The Canadian four-piece released their fourth full-length, the excellent Atlas Vending, in 2020. With touring not an option METZ did a livestream show on October 15th from a famous Toronto venue called The Opera House. The band performed Atlas Vending in its entirety, along with two classic b-sides. The results are captured on Live At The Opera House, METZ’ first live album. This is a band firing on all cylinders, capturing the sonic meltdown captured on the studio record, as well as METZ proving why they are considered one of the best live bands out there.

Atlas Vending is the album METZ was working towards. With their first two releases the band experimented with buzzsaw guitars, punk rock flailing, and noise experimentations to great effect. They were making Steve Albini-sounding albums without Steve Albini(something they actually did on album three, Strange Peace.) Pop confections covered in glass shards, oxidation, and gold leaf. With their latest studio album the band found the right balance of sonic assault, melody, aggressive tendencies, and outsider art. And since their secret weapon is connecting to a live audience, they weren’t going to let something like a world health crisis stop them from doing just that.
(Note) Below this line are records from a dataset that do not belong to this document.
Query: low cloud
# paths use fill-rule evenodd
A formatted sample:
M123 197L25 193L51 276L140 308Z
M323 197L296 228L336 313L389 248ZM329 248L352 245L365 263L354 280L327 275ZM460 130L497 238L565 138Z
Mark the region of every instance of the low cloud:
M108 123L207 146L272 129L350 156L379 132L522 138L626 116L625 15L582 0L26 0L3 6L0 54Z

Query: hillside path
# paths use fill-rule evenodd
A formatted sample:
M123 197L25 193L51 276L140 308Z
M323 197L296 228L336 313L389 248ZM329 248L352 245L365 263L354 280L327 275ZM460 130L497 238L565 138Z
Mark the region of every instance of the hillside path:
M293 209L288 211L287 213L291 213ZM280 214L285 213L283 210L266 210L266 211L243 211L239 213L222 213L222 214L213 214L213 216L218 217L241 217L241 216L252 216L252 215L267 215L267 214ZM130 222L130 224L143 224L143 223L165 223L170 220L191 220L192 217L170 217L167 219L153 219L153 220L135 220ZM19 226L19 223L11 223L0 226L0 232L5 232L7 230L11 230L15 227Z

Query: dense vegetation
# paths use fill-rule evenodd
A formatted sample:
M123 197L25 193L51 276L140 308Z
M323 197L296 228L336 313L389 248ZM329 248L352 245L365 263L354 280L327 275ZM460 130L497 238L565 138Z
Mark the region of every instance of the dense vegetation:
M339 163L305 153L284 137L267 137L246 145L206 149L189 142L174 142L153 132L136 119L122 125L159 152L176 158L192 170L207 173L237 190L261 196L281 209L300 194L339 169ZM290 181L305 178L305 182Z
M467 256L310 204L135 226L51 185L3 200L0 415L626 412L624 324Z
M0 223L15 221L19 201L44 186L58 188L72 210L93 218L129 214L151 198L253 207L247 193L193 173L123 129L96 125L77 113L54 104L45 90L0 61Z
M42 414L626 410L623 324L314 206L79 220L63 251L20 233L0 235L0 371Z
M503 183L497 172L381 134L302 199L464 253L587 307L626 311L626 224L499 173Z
Live At The Opera House is 53 minutes of punishing riffs, tribal rhythms, pummeling bass, and pained vocal screeches. It’s a band laying waste to all that enter their hallowed hall of sonic mayhem. The songs from Atlas Vending are presented here live; untethered, unrestrained, and let off the leash to roam the stage of the Opera House, fangs showing and claws slashing at the air.

If you’re familiar with Atlas Vending then this live album will be a treat. The only thing missing is a live audience, which was watching from the safety of their isolating safe spots around the world. The band uses the space well, bringing tracks like “Blind Youth Industrial Park”, “No Ceiling”, and “Framed By The Comet’s Tail” to bright, blistering life. 12-minute album closer “A Boat To Drown In” is exquisite here. One of the band’s most pop-leaning riffs, the song brings together vibes of Mission Of Burma, NEU!, and Wire with the band’s own knack for razor-wire jagged angular riffage.

Tacked onto the end are two of the band’s earlier tracks, the bass-heavy 2010 single “Negative Space” and caffeinated barn burner “Wet Blanket” off their Sub Pop debut. Both show a gnarly, scrappy band that has evolved without losing any of that angst and spirit that drove them from the start.

Live At The Opera House is a live album for these pandemic times. I’m not sure the Opera House will ever be the same again. And neither will my eardrums.